Appunti sulla pratica.

Da una parte c’è la testa. 

[“Sii come l'acqua che si fa strada attraverso le crepe. Non essere assertivo, ma adattati all'oggetto e troverai un modo per aggirarlo o attraversarlo. Se nulla dentro di te rimane rigido, le cose esteriori si riveleranno. Svuota la tua mente, sii senza forma. Informe, come l'acqua. Se metti l'acqua in una tazza, diventa la tazza. Metti l'acqua in una bottiglia e diventa la bottiglia. Lo metti in una teiera e diventa la teiera. Ora, l'acqua può scorrere o può schiantarsi. Sii acqua, amico mio” - Be Water, My Friend: The True Teachings of Bruce Lee]

E il libero arbitrio, l'autodeterminazione, l'autocoscienza. La mindfulness. La presenza. Dice: fai ordine dentro di te. Ripulisciti dalle impurità e dalle dissolutezze. Fai silenzio, cerca il deserto. In questi giorni questa è un’immagine che mi torna spesso in mente: il deserto, luogo della sottrazione e dell’incontro con il vuoto, il nulla, il grande Altro. Uno spazio da riempire di senso liberandosi dal caos interiore. Con disciplina. E mentre scrivo queste note cerco di ricordarmi della scrittura automatica, che aveva proprio come obiettivo essenziale questo azzeramento monastico. In ogni cultura e religione l’ascesi ha a che fare principalmente con la sottrazione, il togliere, a mezzo di rinuncia allo strapotere del primo vincolo che ci trattiene dall’essere retti: il pensiero. 

Dall’altra c’è il corpo. 

[“Eppure, le prove scientifiche emergenti suggeriscono sempre più che essere consapevoli di chi sei - essere autocosciente - dipende davvero, non solo dai processi nel tuo cervello, ma anche da ciò che sta accadendo nel profondo dei tuoi visceri” - A stable sense of self is rooted in the lungs, heart and gut, Alessandro Monti, Aeon]

E la casa dell’anima, e il corpo sacro,  e l’allenamento, e il digiuno. E ogni forma di metrica applicata al suo funzionamento. Battiti. Centimetri.
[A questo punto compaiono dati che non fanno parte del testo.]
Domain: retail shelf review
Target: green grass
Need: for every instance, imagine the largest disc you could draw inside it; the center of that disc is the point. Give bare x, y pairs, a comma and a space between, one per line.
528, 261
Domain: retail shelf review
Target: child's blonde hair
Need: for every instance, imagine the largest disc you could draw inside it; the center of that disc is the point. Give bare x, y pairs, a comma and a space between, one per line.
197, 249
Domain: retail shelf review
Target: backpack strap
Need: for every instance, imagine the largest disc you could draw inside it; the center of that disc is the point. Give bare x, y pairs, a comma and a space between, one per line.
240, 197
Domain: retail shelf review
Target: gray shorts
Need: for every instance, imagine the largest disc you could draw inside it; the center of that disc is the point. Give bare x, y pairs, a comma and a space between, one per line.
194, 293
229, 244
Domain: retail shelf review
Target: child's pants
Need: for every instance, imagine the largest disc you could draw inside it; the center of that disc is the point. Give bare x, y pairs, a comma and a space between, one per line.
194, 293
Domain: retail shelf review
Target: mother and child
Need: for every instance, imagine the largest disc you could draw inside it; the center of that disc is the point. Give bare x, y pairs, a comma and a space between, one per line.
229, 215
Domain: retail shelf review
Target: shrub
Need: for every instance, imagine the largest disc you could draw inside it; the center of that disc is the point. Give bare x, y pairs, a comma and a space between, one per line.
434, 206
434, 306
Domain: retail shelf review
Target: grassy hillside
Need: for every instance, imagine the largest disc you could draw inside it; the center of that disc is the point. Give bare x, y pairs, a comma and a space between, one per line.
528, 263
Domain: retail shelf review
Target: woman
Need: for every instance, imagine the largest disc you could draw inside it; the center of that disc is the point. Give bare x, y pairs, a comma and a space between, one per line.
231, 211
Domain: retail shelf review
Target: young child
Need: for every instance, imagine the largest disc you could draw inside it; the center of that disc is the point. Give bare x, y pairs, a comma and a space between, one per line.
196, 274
Chilometri. Vivere significa disporre di un corpo funzionante. Non avere un corpo impedisce l’idea stessa del pensiero, dato che le capacità cognitive sono alimentate dagli stessi composti chimici organici di cui si cibano i muscoli. Pensiamo, in quanto macchine complesse che sanno svolgere i compiti meccanici più banali fino a quelli speculativi più complessi. E per pensare occorre allenare il corpo, rafforzandolo ogni giorno ovvero decidendo deliberatamente di oltraggiarlo, offenderlo con comportamenti di sfida e di messa alla prova. Perché un conto è volere, un conto è potere. Anche qui sta il grande limite della libertà: fare quello che possiamo, non quello che vogliamo. Il secondo vincolo è il corpo: sempre decade e decide cosa ci serve e cosa no. 

E poi c’è la pratica. 

[“La tua calligrafia. Il modo in cui cammini. Quale modello di porcellana scegli. tutto ti sta dando via. Tutto quello che fai mostra la tua mano. Tutto è un autoritratto. Tutto è un diario».

Chuck Palahniuk, Diario]

E mettere al centro il fare. E diamoci da fare. E doing, not talking. E i prototipi, che ci mostrano come funzionerà. Dice: datti degli obiettivi di crescita. Definisci gli obiettivi e i risultati chiave da cui potrai misurarne il raggiungimento. Misura. Tieni traccia. Capisci come cambi. Fallo e basta - just do it. Con un detour un po’ osèe, si può dire così davvero. Just-do (it). Fare e basta significa mettere da parte la teoria assumendo che la pratica sia essa stessa un’azione in grado di produrre conoscenza speculativa. Che la pratica serva per ‘incorporare’ nella fatica nei fluidi nelle ferite nelle contusioni il nostro pensiero. Fare con le mani disconnettendo il pensiero, lasciando che siano le mani a decidere per noi.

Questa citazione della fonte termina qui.